吉田仙太郎訳 《大人の本棚》[14日刊]

40歳という若さで亡くなったカフカは、生前、みずから編んだ本を6冊刊行している。そのなかの短篇集3冊『観察』(1913)『田舎医者』(1919)『断食芸人』(1924)を一冊にまとめたのが本書。
三つの短篇集の刊行時期は、カフカの約20年の作家活動のちょうど初期、中期、後期に当たる。『観察』、『田舎医者』から『断食芸人』へ。形式面では超短篇から中編へ、内容面では無垢でロマンチックな孤独感が現実味のある幻想へと変化を遂げてゆくのが見てとれる。
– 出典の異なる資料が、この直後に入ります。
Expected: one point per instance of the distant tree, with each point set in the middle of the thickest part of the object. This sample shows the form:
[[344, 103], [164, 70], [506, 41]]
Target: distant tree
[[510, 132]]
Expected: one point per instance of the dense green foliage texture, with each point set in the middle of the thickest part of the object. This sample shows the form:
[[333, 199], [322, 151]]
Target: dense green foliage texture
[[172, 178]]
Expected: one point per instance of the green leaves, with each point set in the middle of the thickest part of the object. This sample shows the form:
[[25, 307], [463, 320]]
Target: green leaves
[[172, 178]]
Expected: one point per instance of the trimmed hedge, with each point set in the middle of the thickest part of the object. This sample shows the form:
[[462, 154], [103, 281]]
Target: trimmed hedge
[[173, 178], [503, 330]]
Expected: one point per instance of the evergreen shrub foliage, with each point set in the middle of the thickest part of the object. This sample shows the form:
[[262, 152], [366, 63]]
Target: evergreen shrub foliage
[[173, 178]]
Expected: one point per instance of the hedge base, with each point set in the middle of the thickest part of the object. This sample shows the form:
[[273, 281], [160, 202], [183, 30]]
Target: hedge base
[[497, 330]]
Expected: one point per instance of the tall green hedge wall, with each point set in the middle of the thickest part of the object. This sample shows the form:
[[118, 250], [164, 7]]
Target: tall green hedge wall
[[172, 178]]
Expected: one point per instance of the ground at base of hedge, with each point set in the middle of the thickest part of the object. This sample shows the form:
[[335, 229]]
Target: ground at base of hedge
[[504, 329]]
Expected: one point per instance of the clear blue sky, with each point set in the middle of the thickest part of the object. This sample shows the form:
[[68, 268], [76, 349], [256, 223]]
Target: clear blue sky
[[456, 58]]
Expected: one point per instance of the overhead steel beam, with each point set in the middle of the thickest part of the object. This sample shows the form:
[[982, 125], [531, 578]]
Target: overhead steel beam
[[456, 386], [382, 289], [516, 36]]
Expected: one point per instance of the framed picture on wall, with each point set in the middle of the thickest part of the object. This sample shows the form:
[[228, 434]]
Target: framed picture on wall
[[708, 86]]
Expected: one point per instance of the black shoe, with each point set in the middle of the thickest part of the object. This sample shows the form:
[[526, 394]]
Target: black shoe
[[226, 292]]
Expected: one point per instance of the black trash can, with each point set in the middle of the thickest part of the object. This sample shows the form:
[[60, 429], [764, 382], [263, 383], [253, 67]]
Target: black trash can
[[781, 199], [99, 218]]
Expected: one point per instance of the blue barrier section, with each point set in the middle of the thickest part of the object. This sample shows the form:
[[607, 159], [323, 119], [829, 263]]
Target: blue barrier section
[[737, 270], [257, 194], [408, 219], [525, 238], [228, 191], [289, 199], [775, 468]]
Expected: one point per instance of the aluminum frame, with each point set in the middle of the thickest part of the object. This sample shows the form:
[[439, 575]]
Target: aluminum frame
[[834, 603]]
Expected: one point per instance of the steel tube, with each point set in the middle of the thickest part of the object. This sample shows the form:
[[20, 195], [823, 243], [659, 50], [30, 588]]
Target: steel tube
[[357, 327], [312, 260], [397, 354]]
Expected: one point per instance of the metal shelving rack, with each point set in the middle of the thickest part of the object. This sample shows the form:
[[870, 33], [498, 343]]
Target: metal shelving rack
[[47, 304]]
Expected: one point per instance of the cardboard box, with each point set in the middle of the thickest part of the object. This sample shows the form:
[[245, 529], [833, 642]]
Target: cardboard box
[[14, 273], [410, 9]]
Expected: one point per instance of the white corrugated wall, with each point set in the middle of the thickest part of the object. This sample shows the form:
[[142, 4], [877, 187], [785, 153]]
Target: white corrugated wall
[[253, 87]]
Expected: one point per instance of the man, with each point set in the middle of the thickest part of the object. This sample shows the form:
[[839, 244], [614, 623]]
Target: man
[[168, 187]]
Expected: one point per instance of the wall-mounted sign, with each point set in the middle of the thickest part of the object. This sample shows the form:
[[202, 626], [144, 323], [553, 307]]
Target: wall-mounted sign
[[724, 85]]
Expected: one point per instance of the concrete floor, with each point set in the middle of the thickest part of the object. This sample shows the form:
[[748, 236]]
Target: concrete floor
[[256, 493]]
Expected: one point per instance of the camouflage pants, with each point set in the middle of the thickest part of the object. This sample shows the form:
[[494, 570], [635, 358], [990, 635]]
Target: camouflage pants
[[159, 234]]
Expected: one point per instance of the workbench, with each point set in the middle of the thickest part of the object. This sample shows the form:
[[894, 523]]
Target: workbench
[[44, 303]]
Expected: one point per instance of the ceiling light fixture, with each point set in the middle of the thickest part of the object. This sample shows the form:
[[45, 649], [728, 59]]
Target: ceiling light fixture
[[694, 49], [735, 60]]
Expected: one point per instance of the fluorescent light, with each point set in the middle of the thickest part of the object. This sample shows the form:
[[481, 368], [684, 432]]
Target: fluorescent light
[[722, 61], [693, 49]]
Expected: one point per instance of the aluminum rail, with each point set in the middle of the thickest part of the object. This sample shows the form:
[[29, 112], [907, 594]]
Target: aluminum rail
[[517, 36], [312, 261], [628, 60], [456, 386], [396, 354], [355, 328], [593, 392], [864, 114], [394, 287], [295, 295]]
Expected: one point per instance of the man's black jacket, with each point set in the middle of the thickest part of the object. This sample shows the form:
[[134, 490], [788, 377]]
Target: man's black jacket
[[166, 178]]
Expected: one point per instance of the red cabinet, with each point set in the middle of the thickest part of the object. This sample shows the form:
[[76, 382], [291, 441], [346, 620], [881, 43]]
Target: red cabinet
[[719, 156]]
本読み人生において、カフカは通行手形のようなところがある。デビュー作からすでに異彩を放っていたカフカの「潔癖きわまるドイツ語散文によって統御された」文体は、読書を試練と考えているようだから。一定のリズムを刻みながら、どこかに向かって微修正されていく、その文章を追うことの単調さ、不気味さ……

「笑いとならんで大切にしたいのは〈退屈〉である。ヨゼフィーネや小さい女や断食芸人の正体のまわりをめぐるほとんど永遠の〈ぐるぐるまわり〉、こうした言説のゆきつもどりつの〈さすらい〉と〈ゆらぎ〉、そこから生ずる退屈に、耐えることである。そしてすっかり身を委ねることである。」(「訳者まえがき」より)

そう、カフカを読むときのあの不安は、〈退屈〉に耐えられそうにない自分への不安でもあるのだ。長くカフカとつきあってきた訳者のさりげない案内のおかげで、この無味な〈退屈〉がこのうえないごちそうのように思えてくる。

「シューベルトは訓練によって理解できる音楽なんだ。僕だって最初に聞いたときは退屈だった。君の歳ならそれは当然のことだ。でも今にきっとわかるようになる。この世界において、退屈でないものには人はすぐに飽きるし、飽きないものはだいたいにおいて退屈なものだ。そういうものなんだ。僕の人生には退屈する余裕はあっても、飽きているような余裕はない。たいていの人はその二つを区別することができない。」(村上春樹『海辺のカフカ』上より)
これは、カフカで連想した小説のなかに出てくるある会話。シューベルトをカフカに、音楽を文学に置き換えて読むことは、カフカという名前の少年が主人公のこの小説において自然なことだろう。
原文の息づかいが聞こえてくるような、透明感のある吉田仙太郎訳のカフカ。訳文が導く〈退屈〉の贅沢に身を委ねてほしい。